화학공학소재연구정보센터
Macromolecules, Vol.28, No.6, 1990-1998, 1995
Dynamics of Compressed Polymer Layers Adsorbed on Solid-Surfaces
The viscoelastic properties of thin polymer films confined between a sphere and a plane are investigated by use of a surface force apparatus designed as a rheometer operating at the molecular scale. Axial oscillatory motions yield a shear field from which a complex elastic modulus of the confined fluid can be deduced. As the sphere-plane distance is decreased, the fluid made of two adsorbed polymer layers and the free solution exhibits a liquid-solidlike transition at distance h(c). The measured complex modulus can be split into an elastic modulus G(c) accounting for the compression of the adsorbed chains and a complex shear modulus G(H)*(omega) expressing the draining process at the interface.
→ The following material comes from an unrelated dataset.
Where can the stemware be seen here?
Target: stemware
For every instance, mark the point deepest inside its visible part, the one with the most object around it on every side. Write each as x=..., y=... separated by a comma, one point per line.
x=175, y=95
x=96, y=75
The elastic modulus G(c) is directly connected to the gradient of static repulsive forces, and a compression modulus E(N) Of the adsorbed overlapping layers can be deduced from G(c). The flow term G(H)*(omega) is discussed in terms of viscoelastic parameters (zero-shear viscosity eta(0), average relaxation time tau(0)) as a function of sphere-plane distance h. For moderately compressed layers, a correlation length xi can be defined either from the compression modulus E(N) or from the zero-shear viscosity eta 0. Both lengths scale as (h(c) - h)(-49).